Impact of Hemodialysis on Cutaneo-muscular Electrical Impedance

Recruiting

• Conditions: Hemodialysis

• Registration Number: NCT04892745
• Lead Sponsor: Assistance Publique - Hôpitaux de Paris

Brief Summary

The primary objective of this pilot study aims to describe the modifications of subcutaneous impedancemetry induced by dialysis.

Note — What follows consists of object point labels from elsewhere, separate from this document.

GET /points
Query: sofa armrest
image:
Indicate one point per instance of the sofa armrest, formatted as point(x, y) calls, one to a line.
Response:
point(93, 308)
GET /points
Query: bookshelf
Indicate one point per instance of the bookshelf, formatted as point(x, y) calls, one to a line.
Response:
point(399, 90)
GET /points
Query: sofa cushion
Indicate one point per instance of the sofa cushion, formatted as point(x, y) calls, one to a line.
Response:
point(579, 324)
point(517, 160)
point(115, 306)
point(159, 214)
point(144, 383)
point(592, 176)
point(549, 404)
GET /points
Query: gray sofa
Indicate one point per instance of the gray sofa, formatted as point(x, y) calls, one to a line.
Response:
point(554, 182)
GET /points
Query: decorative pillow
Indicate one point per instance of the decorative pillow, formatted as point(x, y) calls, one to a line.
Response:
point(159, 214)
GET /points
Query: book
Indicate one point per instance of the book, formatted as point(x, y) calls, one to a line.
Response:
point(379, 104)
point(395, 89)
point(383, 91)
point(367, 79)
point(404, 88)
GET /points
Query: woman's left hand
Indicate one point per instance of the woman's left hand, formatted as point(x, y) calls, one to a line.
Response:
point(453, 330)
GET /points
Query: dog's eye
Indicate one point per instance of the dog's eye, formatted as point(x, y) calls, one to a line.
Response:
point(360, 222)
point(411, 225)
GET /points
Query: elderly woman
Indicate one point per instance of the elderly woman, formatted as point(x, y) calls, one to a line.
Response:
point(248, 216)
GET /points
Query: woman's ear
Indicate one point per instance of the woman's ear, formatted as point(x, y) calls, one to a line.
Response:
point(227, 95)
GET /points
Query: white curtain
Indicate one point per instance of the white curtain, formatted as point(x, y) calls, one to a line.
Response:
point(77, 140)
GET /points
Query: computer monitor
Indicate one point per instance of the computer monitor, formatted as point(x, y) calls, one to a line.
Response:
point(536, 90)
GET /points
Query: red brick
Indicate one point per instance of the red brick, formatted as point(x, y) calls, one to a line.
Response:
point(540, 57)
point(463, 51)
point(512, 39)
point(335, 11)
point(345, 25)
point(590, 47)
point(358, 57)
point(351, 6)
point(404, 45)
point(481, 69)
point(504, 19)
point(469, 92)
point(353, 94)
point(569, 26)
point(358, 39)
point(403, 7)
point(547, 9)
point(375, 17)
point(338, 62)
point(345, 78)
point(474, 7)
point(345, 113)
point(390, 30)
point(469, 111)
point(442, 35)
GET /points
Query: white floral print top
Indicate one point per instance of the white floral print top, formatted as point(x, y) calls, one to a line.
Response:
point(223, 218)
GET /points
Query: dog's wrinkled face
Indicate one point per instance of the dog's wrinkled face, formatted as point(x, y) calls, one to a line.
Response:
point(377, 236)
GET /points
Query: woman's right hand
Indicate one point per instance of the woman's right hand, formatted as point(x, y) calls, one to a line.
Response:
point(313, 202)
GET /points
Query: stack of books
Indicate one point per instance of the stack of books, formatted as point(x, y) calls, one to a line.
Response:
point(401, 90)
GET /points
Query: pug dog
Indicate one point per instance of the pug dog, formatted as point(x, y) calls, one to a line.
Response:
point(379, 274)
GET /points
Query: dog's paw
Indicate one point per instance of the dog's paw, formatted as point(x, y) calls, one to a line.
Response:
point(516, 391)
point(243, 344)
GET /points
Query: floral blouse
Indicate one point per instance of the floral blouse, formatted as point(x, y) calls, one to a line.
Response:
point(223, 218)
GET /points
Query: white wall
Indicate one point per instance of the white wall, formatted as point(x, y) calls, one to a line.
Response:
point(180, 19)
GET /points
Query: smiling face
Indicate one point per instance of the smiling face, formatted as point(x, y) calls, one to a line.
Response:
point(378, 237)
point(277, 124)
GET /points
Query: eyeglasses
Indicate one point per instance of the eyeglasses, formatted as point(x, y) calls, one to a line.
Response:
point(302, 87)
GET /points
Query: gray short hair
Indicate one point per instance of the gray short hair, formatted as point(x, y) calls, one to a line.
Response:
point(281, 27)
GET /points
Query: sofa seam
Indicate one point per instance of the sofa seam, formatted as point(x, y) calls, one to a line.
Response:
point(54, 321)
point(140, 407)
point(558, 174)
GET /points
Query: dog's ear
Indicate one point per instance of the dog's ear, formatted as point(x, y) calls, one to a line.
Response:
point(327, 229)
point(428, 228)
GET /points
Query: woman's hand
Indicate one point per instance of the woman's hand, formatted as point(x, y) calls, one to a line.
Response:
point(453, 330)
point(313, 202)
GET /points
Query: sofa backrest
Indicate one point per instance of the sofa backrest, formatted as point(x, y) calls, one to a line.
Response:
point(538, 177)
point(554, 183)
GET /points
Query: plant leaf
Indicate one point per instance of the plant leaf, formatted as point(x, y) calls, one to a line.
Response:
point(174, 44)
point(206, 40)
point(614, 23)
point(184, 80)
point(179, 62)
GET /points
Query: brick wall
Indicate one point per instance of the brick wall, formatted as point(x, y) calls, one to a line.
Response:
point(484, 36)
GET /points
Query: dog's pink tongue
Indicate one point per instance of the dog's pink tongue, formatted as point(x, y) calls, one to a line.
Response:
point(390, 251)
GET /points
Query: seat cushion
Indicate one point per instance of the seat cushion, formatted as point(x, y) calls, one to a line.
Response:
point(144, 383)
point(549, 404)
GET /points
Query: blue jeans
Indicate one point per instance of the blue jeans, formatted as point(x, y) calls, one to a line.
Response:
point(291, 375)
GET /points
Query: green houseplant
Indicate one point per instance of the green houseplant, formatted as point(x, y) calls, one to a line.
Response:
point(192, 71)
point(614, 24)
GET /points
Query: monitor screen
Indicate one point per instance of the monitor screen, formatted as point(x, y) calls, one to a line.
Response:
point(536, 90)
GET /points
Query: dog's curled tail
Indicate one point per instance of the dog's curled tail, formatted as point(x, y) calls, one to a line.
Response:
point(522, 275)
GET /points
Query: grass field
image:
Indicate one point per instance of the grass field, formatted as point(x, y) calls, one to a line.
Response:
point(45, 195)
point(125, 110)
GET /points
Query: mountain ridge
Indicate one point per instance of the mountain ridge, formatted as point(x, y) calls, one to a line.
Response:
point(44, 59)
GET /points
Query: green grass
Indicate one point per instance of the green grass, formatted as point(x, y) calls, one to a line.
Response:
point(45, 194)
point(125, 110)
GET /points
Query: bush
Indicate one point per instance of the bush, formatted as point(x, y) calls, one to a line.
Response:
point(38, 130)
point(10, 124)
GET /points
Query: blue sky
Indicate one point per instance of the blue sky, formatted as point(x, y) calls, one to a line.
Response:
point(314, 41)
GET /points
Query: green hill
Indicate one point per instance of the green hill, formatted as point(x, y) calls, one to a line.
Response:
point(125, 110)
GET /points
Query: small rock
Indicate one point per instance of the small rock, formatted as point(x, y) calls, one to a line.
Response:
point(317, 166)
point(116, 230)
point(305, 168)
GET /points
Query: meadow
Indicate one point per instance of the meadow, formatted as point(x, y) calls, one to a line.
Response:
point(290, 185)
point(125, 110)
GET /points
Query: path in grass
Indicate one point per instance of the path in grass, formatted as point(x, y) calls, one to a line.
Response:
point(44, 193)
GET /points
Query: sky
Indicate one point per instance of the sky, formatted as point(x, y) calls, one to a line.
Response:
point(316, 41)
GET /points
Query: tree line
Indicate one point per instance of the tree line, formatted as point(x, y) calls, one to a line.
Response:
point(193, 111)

As secondary objectives, the study aims to 1) describe the modifications of cutaneo-muscular impedancemetry induced by dialysis. 2) describe the relationship between modifications of subcutaneous impedancemetry induced by dialysis and - technical conditions of dialysis; - volemic parameters of dialysis; - evolution of liquid compartments in organism during dialysis; - volemic events or neuromuscular events. 3) describe the relationship between modifications of cutaneo-muscular impedancemetry induced by dialysis and 1) describe the modifications of cutaneo-muscular impedance induced by dialysis. 2) describe the relationship between modifications of subcutaneous impedancemetry induced by dialysis and - technical conditions of dialysis; - volemic parameters of dialysis; - evolution of liquid compartments in organism during dialysis; - volemic events or neuromuscular events.

Detailed Description

The study will be realized in dialysis facility of Ambroise Paré hospital, APHP. The duration of enrollment of subjects will be 3 months, each enrolled patient will has 2 or 3 week's follow-up.

Study Timeline

• Study First Submitted: 2021-04-16
• Study First Submitted QC: 2021-05-14
• Study First Posted: 2021-05-19
• Study Start: 2021-09-29
• Status Verified: 2023-03
• Last Update Submitted: 2023-06-30
• Last Update Posted: 2023-07-03
• Primary Completion: 2024-12
• Study Completion: 2024-12

Recruitment & Eligibility

• Status: RECRUITING
• Sex: All
• Target Recruitment: 30

Inclusion Criteria

• Patient ⩾ 18 years;
• Patient undergoing chronic dialysis in hemodialysis facility of Ambroise Paré hospital;
• Patient has been informed and given no-opposition for participating to the study.

Exclusion Criteria

• Patient with a pacemaker or an implantable cardioverter defibrillator;
• Patient under guardianship or curatorship;
• Foreign patient under french AME scheme.

Study & Design

• Study Type: OBSERVATIONAL
• Study Design: Not specified

Primary Outcome Measures

Name	Time	Method
Electrical parameters of subcutaneous impedancemetry	at the end of study, up to 4 months	Electrical parameter extracellular resistance (Re) will be assessed.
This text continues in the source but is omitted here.